Pues bien, sin más preámbulo, es de verse que la acusación no puede ser viable, en atención a la total ausencia de interés de la demandada para denunciar un presunto vicio que sólo causaría agravio o perjuicio a su contraparte y que, por lo mismo, no afectaría de ninguna forma sus derechos, circunstancia esta que, por sí sola, la inhabilita para asumir la defensa de una posición que no es la suya, como clara e inequívocamente se desprende del artículo 143 del Código de Procedimiento Civil, que en su inciso tercero dispone que «la nulidad por indebida representación o falta de notificación o emplazamiento en legal forma, sólo podrá alegarse por la persona afectada.» (se subraya).

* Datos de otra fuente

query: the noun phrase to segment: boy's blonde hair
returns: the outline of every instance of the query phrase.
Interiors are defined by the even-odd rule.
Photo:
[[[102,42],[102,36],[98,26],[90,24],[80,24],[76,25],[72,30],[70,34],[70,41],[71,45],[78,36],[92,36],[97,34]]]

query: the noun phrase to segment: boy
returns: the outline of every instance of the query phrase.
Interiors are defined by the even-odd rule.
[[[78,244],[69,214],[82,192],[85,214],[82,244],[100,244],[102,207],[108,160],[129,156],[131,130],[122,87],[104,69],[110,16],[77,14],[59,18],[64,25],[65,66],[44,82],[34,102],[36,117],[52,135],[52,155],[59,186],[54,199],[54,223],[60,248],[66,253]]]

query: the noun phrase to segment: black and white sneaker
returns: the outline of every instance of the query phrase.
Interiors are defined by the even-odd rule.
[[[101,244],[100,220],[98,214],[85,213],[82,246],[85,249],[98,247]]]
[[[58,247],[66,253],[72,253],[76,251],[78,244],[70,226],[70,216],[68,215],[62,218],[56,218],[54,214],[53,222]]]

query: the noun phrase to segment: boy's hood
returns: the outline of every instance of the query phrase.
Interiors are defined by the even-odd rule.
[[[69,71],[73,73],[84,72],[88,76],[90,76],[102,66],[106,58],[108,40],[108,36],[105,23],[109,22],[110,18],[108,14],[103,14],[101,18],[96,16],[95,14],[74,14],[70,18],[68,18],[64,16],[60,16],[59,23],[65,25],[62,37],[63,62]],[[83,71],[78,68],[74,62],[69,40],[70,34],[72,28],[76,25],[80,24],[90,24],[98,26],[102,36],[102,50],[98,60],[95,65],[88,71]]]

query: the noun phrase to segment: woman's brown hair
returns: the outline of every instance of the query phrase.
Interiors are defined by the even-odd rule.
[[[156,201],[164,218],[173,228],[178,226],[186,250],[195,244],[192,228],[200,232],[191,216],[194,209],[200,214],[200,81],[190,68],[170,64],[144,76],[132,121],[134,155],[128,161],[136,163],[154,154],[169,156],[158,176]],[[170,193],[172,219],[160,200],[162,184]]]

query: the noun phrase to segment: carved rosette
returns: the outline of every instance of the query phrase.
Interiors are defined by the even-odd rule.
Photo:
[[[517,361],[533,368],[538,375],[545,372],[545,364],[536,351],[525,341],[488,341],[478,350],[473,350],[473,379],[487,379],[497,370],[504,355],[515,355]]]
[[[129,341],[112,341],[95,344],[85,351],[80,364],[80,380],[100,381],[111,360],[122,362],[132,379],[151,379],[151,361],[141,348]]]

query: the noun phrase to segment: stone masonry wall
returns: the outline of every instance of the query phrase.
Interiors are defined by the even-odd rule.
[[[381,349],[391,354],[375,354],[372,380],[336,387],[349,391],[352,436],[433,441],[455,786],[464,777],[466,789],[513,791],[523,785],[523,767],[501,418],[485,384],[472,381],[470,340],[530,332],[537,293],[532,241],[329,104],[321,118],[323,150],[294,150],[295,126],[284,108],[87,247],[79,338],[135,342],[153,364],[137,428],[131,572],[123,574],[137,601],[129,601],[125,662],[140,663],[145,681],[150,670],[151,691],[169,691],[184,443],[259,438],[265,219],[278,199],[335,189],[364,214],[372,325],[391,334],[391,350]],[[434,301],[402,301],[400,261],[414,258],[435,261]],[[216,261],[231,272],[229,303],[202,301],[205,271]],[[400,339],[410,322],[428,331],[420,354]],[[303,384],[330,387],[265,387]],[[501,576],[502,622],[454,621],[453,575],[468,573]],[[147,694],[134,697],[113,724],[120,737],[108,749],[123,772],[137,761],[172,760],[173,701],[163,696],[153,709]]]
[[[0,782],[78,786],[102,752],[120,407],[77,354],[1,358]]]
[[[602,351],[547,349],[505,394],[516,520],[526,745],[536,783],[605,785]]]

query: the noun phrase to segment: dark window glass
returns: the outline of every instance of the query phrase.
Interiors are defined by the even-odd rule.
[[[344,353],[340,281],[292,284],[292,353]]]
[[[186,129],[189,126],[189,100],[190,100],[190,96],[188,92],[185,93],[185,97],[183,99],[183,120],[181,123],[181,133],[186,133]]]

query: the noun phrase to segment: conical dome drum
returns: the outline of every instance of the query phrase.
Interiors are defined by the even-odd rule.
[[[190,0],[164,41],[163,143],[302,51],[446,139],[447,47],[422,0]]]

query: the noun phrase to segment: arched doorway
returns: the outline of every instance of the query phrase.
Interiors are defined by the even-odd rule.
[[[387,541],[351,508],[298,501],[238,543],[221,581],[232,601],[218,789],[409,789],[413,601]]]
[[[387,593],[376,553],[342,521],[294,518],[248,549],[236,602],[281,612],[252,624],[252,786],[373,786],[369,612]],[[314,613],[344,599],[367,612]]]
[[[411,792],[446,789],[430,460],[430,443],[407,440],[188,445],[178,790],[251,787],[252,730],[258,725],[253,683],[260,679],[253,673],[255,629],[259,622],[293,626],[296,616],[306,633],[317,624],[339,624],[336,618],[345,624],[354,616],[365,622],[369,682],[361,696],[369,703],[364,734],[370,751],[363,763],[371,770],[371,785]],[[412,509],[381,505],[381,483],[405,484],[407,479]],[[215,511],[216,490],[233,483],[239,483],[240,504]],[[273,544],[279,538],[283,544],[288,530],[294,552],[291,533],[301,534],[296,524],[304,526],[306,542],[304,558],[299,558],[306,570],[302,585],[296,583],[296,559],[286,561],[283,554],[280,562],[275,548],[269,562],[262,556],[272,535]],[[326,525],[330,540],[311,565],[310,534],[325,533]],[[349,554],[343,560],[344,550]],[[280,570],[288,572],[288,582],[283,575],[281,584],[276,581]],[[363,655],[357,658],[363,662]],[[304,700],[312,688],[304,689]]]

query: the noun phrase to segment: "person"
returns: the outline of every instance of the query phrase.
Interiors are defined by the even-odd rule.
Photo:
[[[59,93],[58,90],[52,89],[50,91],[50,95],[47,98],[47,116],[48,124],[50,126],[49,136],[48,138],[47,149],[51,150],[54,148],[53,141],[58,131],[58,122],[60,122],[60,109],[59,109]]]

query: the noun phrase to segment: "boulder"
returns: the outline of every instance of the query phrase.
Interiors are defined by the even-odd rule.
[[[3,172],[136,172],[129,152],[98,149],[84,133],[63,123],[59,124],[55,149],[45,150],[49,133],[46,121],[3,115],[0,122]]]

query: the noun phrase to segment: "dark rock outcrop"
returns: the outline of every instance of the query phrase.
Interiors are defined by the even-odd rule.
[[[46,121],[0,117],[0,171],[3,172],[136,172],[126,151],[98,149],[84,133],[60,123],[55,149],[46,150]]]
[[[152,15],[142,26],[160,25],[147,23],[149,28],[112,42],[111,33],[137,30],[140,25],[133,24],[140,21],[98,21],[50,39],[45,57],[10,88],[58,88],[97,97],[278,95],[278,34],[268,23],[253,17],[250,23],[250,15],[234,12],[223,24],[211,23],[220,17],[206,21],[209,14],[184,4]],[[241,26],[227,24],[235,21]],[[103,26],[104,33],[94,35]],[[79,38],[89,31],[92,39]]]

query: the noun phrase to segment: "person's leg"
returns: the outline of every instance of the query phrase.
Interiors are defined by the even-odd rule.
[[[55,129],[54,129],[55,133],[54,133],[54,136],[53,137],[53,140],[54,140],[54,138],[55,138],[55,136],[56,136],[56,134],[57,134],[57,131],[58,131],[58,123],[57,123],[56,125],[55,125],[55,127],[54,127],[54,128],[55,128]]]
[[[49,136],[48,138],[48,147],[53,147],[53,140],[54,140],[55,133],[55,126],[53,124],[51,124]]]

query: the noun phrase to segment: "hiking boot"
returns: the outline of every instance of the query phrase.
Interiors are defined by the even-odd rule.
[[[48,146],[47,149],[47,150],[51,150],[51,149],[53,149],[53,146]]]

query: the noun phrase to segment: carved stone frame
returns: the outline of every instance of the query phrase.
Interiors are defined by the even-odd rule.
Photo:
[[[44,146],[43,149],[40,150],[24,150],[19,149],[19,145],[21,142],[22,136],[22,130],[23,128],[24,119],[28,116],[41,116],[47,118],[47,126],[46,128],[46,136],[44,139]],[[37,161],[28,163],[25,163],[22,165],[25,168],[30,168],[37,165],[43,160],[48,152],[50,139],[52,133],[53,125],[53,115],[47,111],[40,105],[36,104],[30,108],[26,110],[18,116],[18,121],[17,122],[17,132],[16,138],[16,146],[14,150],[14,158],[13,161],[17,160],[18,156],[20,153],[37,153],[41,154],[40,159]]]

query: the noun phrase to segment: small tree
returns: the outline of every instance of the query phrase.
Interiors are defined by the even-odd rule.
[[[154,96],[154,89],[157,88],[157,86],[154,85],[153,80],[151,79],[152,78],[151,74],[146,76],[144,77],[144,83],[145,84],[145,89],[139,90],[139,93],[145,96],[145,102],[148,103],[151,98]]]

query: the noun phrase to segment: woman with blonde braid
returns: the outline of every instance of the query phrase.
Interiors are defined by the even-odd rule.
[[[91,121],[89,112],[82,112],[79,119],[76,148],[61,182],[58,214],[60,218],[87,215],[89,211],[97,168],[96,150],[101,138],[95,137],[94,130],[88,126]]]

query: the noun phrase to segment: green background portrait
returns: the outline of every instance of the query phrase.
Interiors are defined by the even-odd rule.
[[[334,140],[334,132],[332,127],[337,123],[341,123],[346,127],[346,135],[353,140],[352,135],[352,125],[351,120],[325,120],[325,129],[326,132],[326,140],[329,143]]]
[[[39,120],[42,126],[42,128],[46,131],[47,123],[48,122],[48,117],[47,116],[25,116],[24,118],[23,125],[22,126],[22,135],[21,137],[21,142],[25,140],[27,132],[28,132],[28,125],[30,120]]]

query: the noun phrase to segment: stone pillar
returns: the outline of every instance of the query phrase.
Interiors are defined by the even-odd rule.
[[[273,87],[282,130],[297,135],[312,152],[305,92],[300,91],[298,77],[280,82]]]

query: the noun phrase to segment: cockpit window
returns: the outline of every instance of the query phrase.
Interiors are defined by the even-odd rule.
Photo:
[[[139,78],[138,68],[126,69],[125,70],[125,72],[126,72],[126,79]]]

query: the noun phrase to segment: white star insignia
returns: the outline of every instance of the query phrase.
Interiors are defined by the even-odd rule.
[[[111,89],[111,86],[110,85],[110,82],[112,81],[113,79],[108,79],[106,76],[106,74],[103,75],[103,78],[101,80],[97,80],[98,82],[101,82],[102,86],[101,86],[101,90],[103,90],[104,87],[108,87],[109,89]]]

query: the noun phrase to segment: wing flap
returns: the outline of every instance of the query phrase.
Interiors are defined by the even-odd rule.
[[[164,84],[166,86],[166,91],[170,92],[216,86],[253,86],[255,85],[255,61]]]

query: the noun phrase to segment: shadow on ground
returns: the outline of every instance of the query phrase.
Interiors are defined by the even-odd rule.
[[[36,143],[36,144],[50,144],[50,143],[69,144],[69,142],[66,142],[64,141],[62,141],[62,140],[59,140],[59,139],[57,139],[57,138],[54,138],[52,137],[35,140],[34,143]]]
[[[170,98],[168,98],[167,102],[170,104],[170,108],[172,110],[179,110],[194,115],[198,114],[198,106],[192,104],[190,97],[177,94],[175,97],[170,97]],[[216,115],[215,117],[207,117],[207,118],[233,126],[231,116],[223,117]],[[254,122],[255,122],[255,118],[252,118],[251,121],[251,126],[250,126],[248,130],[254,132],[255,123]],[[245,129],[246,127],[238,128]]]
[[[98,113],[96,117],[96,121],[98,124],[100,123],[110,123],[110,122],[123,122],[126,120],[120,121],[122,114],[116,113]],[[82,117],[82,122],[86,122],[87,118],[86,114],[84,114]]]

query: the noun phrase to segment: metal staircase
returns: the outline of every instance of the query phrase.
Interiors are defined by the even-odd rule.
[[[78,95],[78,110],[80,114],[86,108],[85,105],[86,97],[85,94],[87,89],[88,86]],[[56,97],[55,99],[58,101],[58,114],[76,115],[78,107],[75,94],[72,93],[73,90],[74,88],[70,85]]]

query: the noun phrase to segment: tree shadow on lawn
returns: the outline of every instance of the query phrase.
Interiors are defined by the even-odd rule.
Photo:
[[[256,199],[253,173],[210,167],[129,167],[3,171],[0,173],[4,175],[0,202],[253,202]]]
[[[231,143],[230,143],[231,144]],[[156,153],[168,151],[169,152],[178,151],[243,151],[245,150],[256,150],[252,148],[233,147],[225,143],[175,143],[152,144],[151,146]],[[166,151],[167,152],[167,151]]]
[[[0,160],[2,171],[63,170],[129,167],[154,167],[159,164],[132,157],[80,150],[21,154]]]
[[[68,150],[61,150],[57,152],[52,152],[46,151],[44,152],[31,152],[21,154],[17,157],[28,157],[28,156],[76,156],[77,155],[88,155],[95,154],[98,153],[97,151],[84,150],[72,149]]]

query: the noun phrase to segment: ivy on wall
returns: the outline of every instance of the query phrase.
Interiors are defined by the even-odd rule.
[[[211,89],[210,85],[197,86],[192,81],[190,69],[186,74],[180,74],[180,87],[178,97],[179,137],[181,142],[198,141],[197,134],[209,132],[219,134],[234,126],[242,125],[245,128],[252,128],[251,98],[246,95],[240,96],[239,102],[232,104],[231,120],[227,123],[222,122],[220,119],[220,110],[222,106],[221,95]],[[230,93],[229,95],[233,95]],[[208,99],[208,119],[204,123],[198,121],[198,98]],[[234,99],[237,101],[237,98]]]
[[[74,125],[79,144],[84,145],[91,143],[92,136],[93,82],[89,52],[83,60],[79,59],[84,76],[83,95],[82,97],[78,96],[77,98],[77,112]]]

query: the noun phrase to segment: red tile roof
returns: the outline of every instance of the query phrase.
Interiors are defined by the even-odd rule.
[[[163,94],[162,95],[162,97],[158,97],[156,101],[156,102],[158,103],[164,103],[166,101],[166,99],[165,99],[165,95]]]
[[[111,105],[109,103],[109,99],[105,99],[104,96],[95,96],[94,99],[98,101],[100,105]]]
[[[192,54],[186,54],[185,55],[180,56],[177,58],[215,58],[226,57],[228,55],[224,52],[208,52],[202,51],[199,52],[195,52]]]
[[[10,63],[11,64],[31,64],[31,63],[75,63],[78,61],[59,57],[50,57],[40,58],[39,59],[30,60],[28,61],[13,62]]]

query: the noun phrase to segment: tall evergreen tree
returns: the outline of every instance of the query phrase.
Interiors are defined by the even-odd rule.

4. Es evidente, pues, que el cargo no se abre paso.
CARGO TERCERO
La sentencia es acusada de violar los artículos 536 del Código Civil, 5 y 6 del decreto 1260 de 1970, por falta de aplicación.
Afirma la recurrente que el Tribunal ignoró que no fue inscrito el decreto de interdicción de Briter Idecio Núñez Gómez, con base en el que se designó a su hermano Duqueiro Guillermo como curador definitivo, de manera que «… incurrió … en error de hecho por violación indirecta de la ley sustancial, pues no podemos dejar de lado que tal acto es demostrativo del estado civil de la persona declarada interdicta y que no puede suplirse con la simple copia de la providencia judicial que así lo dispuso …», aserto este que refuerza con apartes del fallo de 26 de agosto de 1976 proferido por esta Corporación.
1. Como es sabido, las sentencias dictadas por los jueces de instancia llegan a la Corte amparadas por la presunción de acierto en cuanto a la apreciación de los hechos, como en lo concerniente al entendimiento y aplicación del derecho, que ha de ser desvirtuada por el recurrente para que su impugnación extraordinaria pueda abrirse camino.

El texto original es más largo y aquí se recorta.